Abstract: The time-varying power spectrum of a time series process is a bivariate function that quantifies the magnitude of oscillations at different frequencies and times. To obtain low-dimensional, parsimonious measures from this functional parameter, applied researchers consider collapsed measures of power within local bands that partition the frequency space. Frequency bands commonly used in the scientific literature were historically derived from manual inspection and are not guaranteed to be optimal or justified for adequately summarizing information from a given time series process under current study. There is a dearth of methods for empirically constructing statistically optimal bands for a given signal. The goal of this talk is to discuss a standardized, unifying approach for deriving and analyzing customized frequency bands. A consistent, frequency-domain, iterative cumulative sum based scanning procedure is formulated to identify frequency bands that best preserve nonstationary information. A formal hypothesis testing procedure is also dedicatedly developed to test which, if any, frequency bands remain stationary. The proposed method is used to analyze heart rate variability of a patient during sleep and uncovers a refined partition of frequency bands that best summarize the time-varying power spectrum.

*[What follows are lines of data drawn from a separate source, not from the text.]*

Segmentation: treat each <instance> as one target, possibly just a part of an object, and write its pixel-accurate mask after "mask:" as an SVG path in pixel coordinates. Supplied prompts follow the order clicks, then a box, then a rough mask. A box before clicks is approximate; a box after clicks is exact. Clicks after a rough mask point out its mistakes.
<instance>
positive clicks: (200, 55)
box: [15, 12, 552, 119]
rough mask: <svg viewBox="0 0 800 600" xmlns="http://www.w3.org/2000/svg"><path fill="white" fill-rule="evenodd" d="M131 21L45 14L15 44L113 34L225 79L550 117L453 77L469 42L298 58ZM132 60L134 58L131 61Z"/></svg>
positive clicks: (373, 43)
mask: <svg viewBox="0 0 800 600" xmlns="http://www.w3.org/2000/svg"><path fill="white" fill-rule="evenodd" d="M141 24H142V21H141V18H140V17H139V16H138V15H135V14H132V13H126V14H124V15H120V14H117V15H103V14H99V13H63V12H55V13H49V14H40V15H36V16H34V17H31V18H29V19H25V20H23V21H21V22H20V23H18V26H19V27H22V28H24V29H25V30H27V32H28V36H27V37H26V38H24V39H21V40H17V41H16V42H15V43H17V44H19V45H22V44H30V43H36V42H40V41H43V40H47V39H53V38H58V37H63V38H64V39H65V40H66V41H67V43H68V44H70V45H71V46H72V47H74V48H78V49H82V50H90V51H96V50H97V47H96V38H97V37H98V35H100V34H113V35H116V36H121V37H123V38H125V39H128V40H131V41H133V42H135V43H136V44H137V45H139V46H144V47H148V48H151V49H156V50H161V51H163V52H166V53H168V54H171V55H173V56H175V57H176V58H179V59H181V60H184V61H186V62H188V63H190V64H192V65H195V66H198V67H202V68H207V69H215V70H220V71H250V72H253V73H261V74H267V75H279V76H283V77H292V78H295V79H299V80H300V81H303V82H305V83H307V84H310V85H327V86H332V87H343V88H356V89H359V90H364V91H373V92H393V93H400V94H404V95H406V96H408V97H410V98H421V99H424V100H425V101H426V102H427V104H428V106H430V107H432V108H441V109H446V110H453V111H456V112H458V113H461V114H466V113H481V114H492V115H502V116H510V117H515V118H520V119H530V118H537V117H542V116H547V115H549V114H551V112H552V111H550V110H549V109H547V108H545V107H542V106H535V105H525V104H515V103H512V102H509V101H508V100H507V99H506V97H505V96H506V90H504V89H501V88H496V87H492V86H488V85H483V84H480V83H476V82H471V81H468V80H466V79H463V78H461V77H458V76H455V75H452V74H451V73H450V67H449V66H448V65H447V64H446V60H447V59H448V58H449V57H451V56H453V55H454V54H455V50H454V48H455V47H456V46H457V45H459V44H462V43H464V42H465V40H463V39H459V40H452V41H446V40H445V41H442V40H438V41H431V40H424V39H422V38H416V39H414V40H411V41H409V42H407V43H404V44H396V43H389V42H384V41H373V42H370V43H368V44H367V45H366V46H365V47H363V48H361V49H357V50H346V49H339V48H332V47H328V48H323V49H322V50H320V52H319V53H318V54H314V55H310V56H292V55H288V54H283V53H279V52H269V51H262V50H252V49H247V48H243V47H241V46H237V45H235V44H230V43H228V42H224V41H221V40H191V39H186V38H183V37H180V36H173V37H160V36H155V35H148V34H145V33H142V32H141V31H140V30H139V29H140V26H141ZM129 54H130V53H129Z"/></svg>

When: Thursday, April 25, 2019—2:50 p.m. to 3:50 p.m.
Where: LeConte 210

Speaker: Xianyang Zhang, Texas A&M University

Abstract: We present new metrics to quantify and test for (i) the equality of distributions and (ii) the independence between two high-dimensional random vectors. In the first part of this work, we show that the energy distance based on the usual Euclidean distance cannot completely characterize the homogeneity of two high dimensional distributions in the sense that it only detects the equality of means and a specific covariance structure in the high dimensional setup. To overcome such a limitation, we propose a new class of metrics which inherit some nice properties of the energy distance and maximum mean discrepancy in the low-dimensional setting and is capable of detecting the pairwise homogeneity of the low dimensional marginal distributions in the high dimensional setup. The key to our methodology is a new way of defining the distance between sample points in the high-dimensional Euclidean spaces. We construct a high-dimensional two sample t-test based on the U-statistic type estimator of the proposed metric. In the second part of this work, we propose new distance-based metrics to quantify the dependence between two high dimensional random vectors. In the low dimensional case, the new metrics completely characterize the dependence and inherit other desirable properties of the distance covariance. In the growing dimensional case, we show that both the population and sample versions of the new metrics behave as an aggregation of the group-wise population and sample distance covariances. Thus it can quantify group-wise non-linear and non-monotone dependence between two high-dimensional random vectors, going beyond the scope of the distance covariance based on the usual Euclidean distance and the Hilbert-Schmidt Independence Criterion which have been recently shown only to capture the componentwise linear dependence in high dimension. We further propose a t-test based on the new metrics to perform high dimensional independence testing and study its asymptotic size and power behaviors under both the HDLSS and HDMSS setups.